Рюкзак под рукой и, вжикнув молнией, я водопадом вываливаю все препараты на покрывало.
– Думаешь незачем? – В голосе проскальзывают интонации прежнего Яна и, бросив перечитывать рецепт, я поднимаю голову.
Стоит. Глаза полыхают, руки напряжены, челюсти сжаты. Прелесть какая! Так вот в чём разница между Яном прежним и сегодняшним – злость. Раньше всей его жизнью управляла холодная ярость – я хотела удовольствий, он хотел быть лучшим. И привлекал, куда без этого.
Рискнула бы я уйти из клуба с этим Яном? Вряд ли. Теперь он слишком хорошо понимает, чего хочет на самом деле. Олеся как всегда оказалась права.
Ощутив очередной, воткнутый в живот, нож, я давлюсь вздохом, прикрывая глаза. Так, о Яне я подумаю потом, сейчас мне нужен номер три из обширного рецепта на пятнадцать пунктов. Не то, не то, опять не то. Половину препаратов я выкупала на всякий случай и в этой куче коробок попадается всё, кроме обезболивающего.
– Что ты ищешь? – не выдерживает Ян, склоняясь надо мной.
– Вот это! – рука непроизвольно сжимается на белой с зелёными полукругами коробке.

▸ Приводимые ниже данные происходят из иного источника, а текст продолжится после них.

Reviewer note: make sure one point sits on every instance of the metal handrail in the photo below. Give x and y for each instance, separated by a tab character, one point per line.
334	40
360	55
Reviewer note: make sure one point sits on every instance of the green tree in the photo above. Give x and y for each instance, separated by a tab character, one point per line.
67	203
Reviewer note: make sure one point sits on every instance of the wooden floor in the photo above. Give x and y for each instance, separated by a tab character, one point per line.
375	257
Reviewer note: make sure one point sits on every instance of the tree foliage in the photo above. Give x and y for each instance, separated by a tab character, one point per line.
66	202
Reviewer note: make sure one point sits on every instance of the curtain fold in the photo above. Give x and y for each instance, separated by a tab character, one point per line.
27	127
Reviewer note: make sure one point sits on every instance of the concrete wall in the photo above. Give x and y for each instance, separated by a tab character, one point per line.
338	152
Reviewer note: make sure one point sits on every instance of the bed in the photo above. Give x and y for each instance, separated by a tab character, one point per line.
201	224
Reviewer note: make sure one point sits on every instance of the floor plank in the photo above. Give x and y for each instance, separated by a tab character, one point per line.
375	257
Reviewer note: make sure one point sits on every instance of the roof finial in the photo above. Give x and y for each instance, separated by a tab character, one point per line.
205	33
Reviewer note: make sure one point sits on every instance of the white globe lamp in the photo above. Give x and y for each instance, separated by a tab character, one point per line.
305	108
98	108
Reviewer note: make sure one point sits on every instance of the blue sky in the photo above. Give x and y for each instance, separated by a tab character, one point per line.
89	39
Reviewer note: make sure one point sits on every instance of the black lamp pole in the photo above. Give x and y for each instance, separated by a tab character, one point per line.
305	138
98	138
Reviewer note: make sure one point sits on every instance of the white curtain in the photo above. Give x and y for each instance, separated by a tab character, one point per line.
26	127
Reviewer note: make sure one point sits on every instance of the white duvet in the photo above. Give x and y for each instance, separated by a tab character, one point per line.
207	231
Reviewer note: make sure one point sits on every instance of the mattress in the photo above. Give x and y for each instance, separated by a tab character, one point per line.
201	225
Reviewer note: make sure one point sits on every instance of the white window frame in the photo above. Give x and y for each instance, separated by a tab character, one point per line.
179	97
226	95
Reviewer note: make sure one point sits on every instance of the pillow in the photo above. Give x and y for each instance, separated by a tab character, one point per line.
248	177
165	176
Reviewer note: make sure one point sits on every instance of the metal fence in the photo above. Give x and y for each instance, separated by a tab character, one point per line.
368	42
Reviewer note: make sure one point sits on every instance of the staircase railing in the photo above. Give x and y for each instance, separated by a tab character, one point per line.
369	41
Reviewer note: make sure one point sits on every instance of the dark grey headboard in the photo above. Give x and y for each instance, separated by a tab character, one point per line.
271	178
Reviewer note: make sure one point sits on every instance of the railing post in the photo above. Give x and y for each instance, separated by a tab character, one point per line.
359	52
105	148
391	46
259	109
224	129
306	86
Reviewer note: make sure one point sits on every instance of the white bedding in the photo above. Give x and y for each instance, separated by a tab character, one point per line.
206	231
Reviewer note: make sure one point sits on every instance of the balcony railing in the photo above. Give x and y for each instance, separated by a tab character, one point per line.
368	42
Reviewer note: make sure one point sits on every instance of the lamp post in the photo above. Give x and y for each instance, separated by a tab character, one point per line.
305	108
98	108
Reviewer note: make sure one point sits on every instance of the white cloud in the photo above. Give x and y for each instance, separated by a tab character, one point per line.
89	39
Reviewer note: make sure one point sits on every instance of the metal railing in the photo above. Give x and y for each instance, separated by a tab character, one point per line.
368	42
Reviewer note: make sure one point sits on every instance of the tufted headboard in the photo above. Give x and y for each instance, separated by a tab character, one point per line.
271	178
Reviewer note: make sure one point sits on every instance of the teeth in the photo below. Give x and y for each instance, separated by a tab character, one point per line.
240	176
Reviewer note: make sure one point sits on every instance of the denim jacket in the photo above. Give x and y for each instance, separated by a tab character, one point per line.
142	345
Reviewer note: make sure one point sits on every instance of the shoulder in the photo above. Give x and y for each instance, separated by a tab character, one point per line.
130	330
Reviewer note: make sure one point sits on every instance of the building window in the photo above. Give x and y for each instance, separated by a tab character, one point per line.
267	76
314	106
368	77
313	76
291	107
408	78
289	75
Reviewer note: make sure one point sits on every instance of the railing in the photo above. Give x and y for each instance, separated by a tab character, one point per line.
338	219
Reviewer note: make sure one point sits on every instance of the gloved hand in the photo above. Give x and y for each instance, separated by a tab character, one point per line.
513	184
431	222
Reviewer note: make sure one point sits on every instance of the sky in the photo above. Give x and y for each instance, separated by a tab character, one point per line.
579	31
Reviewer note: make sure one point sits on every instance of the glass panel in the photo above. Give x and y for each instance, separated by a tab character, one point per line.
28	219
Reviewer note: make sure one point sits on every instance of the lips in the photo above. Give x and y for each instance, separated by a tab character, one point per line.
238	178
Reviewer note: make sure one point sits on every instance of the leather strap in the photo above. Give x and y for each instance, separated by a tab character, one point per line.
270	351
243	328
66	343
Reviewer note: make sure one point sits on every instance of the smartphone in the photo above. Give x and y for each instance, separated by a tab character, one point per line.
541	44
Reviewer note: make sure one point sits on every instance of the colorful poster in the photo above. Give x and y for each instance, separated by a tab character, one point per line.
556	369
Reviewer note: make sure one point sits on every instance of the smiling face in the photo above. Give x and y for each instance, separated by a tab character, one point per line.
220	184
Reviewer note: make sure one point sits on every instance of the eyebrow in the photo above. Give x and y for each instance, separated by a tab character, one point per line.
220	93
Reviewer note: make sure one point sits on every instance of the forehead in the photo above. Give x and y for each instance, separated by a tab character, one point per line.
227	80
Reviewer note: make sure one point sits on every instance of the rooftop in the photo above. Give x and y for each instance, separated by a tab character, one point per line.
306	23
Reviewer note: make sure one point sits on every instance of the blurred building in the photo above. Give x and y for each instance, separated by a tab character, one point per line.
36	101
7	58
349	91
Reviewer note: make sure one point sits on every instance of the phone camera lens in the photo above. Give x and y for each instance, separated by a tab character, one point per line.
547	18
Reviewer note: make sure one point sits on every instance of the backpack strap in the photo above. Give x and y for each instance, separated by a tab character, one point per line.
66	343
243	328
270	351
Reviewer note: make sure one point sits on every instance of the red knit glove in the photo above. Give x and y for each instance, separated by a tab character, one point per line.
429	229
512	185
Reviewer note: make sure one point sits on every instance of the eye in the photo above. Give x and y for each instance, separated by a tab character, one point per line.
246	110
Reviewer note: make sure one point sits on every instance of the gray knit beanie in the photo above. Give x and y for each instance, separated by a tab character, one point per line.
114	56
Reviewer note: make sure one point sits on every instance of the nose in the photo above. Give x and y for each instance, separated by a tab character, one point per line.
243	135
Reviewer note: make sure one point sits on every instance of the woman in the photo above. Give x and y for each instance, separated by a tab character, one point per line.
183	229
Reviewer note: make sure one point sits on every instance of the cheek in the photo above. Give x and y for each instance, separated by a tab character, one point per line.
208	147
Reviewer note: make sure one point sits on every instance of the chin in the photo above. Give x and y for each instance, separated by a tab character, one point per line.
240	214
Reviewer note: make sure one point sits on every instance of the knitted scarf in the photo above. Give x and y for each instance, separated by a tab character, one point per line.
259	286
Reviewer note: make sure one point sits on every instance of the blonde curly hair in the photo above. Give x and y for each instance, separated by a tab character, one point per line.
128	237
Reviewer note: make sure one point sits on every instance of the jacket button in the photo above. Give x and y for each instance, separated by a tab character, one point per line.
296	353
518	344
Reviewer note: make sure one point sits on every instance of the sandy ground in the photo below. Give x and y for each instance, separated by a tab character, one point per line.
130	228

– Алис, давай в больницу? – забрав у меня лекарство, вздыхает Ян.
– Лучше позови обиженного Вову, – медленно переползая к подушке и очень осторожно укладывая на неё голову, прошу я. – Надеюсь он ещё не уехал.
– Сейчас.
Ян выходит, а я сворачиваюсь калачиком на самом краю кровати, чувствуя, что колени висят в воздухе.
Если боли повторятся, завтра придётся ехать в больницу, хотя очень не хочется. Ольга Ивановна после долгих уговоров разрешила приехать к ней, но будет ли она на дежурстве утром? Большой вопрос, ответ на который я надеюсь не узнать.
– Что случилось? – холодным деловым тоном интересуется Вова, заходя в спальню.
– Ничего особенного, – начиная приподниматься на локте, отзываюсь я. – Всего лишь нужно поставить обезболивающее.
– Это? – подходя, кивает он на препарат, и мельком осматривают остальные, так и оставшиеся валяться на постели, коробки.
– Это.
– Лежи. – Уверенная ладонь удерживает меня за плечо и, послушавшись, я возвращаюсь обратно, не сдержав вздоха облегчения.
Кажется, так лучше.
– Рецепт есть?
– Там, – кивнув себе за спину, я не рискую выворачиваться ради одной бумажки.
– Что с ней? – Обрадовавшись, что Вова ещё здесь, я как-то подзабыла про Яна.
Привалившегося спиной к двери, скрестившего руки на груди и очень мрачно смотрящего на меня Яна.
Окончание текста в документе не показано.